Valle Roca, então com 26 anos, estava muito ciente da maneira autoritária com que os irmãos Fidel e Raúl Castro haviam tratado seu avô em seus últimos anos de vida. Uma ruptura ideológica havia ocorrido uma década antes entre Roca Calderío e os irmãos Castro, que na época eram os principais líderes do Partido Comunista Cubano e do país, por causa das discussões sobre a criação da Constituição de 1976.

A gota d'água foi quando, durante o velório de seu avô na icônica Plaza de la República, Raúl Castro mandou chamá-lo para sugerir que ele levasse sua avó embora. Valle Roca lembra que ficou furioso e insultou os líderes cubanos na frente da multidão, para depois voltar para ficar ao lado de sua avó, que permaneceu sentada junto do caixão.

Cuban journalist Yuri Valle Roca is being detained in the streets of La Habana.

Lázaro Yuri Valle Roca foi preso em junho de 2021 e, um ano depois, foi condenado a cinco anos de prisão por "propaganda contínua do inimigo". (Foto: Lázaro Yuri Valle Roca)

"Eu não tinha medo deles", disse Valle Roca à LatAm Journalism Review (LJR). "Acho que esse é um defeito que tenho, o fato de não sentir medo.”

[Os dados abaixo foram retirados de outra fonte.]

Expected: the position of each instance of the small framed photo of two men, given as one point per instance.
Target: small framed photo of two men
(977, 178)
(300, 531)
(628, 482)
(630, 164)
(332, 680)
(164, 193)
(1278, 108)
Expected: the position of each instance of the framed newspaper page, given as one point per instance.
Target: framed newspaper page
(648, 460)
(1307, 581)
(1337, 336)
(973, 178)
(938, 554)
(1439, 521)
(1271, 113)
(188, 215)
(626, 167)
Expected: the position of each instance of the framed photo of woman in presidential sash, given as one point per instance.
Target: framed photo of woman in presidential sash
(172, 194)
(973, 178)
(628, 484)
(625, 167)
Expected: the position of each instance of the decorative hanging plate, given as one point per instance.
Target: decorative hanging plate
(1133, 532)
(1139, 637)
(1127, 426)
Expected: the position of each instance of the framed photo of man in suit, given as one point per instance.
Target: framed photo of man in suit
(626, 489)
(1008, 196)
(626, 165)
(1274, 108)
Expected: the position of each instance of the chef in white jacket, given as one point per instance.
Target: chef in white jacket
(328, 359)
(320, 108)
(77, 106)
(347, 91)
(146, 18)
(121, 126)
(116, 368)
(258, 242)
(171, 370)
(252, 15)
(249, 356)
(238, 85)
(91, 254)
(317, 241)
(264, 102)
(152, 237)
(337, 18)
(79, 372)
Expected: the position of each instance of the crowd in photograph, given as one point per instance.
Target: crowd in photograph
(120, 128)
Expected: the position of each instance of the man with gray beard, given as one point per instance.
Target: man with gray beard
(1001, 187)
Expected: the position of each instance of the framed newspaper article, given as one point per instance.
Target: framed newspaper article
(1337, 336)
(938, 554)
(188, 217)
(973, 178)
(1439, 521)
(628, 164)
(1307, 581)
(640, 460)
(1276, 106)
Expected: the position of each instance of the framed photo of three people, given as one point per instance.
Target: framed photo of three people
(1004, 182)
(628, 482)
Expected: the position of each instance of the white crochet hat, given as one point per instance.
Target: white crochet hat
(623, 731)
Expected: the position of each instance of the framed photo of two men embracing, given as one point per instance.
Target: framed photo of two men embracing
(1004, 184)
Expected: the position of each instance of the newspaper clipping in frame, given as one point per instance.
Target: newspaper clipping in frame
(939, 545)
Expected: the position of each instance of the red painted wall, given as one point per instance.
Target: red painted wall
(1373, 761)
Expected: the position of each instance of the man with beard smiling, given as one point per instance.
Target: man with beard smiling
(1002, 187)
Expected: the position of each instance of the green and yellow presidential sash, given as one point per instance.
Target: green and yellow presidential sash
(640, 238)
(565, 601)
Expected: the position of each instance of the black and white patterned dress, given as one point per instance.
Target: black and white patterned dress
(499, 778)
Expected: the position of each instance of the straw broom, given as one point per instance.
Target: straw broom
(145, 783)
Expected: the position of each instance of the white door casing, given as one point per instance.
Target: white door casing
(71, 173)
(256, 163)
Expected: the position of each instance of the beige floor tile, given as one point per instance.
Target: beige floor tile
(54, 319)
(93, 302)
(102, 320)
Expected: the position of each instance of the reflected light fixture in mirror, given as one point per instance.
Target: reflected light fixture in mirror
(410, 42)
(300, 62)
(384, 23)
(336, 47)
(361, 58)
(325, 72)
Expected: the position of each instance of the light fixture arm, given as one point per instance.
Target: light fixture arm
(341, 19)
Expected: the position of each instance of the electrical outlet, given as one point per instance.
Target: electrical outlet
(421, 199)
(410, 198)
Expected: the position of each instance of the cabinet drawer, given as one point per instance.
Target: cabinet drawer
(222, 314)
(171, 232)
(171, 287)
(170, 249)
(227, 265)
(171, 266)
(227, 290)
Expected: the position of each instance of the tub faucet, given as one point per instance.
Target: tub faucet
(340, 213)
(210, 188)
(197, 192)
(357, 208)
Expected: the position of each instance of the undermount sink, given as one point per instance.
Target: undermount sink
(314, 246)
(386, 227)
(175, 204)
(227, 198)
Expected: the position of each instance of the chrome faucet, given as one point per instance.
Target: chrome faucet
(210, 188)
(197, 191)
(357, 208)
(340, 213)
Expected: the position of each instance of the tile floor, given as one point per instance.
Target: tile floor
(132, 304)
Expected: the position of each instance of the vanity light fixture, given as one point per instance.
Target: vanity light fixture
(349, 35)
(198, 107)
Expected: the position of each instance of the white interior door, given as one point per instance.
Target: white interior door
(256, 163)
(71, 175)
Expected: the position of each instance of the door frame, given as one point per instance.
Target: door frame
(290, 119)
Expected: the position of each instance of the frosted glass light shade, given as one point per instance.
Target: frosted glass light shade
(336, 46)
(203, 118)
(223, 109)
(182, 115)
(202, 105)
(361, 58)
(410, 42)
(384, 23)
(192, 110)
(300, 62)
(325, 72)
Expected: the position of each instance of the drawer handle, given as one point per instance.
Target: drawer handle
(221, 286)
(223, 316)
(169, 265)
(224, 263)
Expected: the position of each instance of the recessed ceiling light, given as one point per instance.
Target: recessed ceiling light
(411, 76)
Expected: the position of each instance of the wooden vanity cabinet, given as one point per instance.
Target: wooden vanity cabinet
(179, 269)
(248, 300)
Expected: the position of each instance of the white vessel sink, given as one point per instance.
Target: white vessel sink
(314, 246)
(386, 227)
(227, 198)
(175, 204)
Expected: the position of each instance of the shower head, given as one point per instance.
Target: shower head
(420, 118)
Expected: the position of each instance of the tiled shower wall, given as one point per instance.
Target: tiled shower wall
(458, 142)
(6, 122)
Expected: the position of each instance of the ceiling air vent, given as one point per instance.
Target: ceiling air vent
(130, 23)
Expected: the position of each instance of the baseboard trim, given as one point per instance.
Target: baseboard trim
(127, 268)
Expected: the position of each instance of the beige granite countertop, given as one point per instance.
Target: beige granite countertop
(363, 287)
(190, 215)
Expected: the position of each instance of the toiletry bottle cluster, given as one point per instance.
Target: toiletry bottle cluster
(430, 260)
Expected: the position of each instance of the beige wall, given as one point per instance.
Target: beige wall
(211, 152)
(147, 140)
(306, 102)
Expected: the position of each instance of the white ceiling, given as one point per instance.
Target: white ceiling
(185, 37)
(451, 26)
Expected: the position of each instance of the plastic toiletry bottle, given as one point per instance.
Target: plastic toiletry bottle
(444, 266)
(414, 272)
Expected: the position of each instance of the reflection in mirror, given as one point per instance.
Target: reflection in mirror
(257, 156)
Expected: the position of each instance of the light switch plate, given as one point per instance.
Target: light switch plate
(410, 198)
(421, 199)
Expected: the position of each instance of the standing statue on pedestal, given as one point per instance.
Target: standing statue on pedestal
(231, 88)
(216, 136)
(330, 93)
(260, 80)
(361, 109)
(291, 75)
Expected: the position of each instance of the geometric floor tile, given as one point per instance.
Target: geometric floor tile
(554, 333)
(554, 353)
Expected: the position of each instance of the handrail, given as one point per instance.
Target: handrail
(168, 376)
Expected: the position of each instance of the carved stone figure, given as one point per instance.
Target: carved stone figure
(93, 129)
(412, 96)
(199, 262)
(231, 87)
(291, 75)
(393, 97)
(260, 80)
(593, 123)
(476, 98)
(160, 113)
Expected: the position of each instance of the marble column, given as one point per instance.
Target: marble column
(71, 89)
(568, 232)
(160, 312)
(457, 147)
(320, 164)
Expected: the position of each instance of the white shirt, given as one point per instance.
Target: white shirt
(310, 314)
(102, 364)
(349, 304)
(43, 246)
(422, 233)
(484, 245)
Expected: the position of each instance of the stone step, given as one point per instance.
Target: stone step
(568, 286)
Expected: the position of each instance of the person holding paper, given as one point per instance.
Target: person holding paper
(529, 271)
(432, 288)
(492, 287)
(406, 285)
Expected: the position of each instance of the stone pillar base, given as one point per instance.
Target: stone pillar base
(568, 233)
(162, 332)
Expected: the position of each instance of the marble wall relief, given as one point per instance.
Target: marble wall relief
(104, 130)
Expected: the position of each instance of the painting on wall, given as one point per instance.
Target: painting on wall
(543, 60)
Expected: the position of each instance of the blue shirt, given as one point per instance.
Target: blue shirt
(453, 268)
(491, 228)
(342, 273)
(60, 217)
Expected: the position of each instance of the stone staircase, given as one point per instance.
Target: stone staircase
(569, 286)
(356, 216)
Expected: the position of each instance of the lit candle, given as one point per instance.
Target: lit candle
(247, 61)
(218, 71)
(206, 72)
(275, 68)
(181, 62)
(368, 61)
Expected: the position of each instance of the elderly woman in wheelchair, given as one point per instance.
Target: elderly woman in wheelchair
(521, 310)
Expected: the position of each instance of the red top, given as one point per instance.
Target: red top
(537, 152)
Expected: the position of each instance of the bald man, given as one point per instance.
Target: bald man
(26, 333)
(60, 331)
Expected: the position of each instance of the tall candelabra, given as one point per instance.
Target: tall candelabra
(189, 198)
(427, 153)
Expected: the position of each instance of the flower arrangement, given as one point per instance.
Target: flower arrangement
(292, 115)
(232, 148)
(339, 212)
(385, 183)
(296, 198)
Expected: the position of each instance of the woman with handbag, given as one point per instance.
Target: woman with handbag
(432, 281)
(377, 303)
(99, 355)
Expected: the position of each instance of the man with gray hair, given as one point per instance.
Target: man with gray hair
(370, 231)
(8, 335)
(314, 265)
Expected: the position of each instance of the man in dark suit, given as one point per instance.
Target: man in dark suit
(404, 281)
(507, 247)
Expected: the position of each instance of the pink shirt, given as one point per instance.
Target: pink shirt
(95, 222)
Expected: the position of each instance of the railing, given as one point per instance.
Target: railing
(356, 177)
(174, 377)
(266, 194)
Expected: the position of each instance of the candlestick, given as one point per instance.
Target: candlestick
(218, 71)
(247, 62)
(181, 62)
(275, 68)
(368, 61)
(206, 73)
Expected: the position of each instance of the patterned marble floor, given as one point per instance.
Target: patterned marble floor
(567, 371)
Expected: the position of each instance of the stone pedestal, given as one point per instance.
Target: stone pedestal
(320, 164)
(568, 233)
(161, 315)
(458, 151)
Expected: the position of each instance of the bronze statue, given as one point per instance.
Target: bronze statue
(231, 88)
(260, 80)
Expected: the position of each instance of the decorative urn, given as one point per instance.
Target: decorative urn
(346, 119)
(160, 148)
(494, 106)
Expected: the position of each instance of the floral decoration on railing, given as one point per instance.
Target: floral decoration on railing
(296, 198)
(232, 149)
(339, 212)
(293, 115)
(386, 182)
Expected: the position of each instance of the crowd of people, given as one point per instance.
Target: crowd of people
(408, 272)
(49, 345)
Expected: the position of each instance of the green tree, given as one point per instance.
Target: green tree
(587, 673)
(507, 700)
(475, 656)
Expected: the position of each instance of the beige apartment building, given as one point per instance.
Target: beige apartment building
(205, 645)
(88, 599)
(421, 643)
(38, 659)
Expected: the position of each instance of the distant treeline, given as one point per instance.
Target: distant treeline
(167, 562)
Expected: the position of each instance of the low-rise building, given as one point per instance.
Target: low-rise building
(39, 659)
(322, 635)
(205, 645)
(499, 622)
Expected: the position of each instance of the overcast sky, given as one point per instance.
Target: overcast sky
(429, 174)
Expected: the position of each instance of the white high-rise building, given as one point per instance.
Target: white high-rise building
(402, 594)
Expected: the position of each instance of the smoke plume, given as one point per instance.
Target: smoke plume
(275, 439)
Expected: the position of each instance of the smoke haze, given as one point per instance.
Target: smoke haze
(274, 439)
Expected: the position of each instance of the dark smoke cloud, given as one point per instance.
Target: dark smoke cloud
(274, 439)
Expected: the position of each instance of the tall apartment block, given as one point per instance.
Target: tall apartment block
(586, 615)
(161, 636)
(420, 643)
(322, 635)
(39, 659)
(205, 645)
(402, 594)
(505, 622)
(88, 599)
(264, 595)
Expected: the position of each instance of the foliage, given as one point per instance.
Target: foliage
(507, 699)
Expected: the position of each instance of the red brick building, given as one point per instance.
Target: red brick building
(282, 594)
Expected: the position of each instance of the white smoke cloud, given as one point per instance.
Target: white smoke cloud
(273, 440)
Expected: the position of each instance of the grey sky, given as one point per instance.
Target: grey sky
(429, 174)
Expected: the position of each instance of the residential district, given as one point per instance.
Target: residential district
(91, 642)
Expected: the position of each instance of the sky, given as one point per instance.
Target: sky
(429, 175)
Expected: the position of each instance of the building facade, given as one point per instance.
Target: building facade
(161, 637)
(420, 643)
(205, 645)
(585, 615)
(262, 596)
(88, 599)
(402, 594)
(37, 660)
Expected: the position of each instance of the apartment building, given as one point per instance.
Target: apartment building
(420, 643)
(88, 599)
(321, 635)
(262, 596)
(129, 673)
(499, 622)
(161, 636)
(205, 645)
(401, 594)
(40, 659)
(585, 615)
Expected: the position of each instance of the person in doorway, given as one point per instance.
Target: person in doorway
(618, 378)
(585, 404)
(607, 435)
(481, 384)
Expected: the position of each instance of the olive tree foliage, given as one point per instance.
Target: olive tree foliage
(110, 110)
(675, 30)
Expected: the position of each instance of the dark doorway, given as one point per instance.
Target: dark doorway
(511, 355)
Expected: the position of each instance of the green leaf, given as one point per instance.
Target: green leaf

Essa imprudência levou Valle Roca, anos mais tarde, a seguir os passos de seu tio, Vladimiro Roca, e a se tornar um opositor declarado do regime cubano. Na oposição, ele fazia parte de um grupo de comunicadores comunitários, o que marcou o início de sua carreira no jornalismo.

Como jornalista, Valle Roca colaborou com meios de oposição, como a Radio Martí, e em 2018 fundou a plataforma de conteúdo Delibera, onde relatou as ações autoritárias da ditadura.

Em junho de 2021, foi preso depois de publicar um vídeo em seu canal do YouTube sobre o lançamento de panfletos com slogans antiditadura e pró-democracia. Ele foi preso em Villa Marista, a sede da Segurança do Estado cubano, e posteriormente transferido para a prisão de segurança máxima Combinado del Este. Um ano depois, em julho de 2022, ele foi condenado a cinco anos de prisão sob a acusação de "propaganda contínua do inimigo".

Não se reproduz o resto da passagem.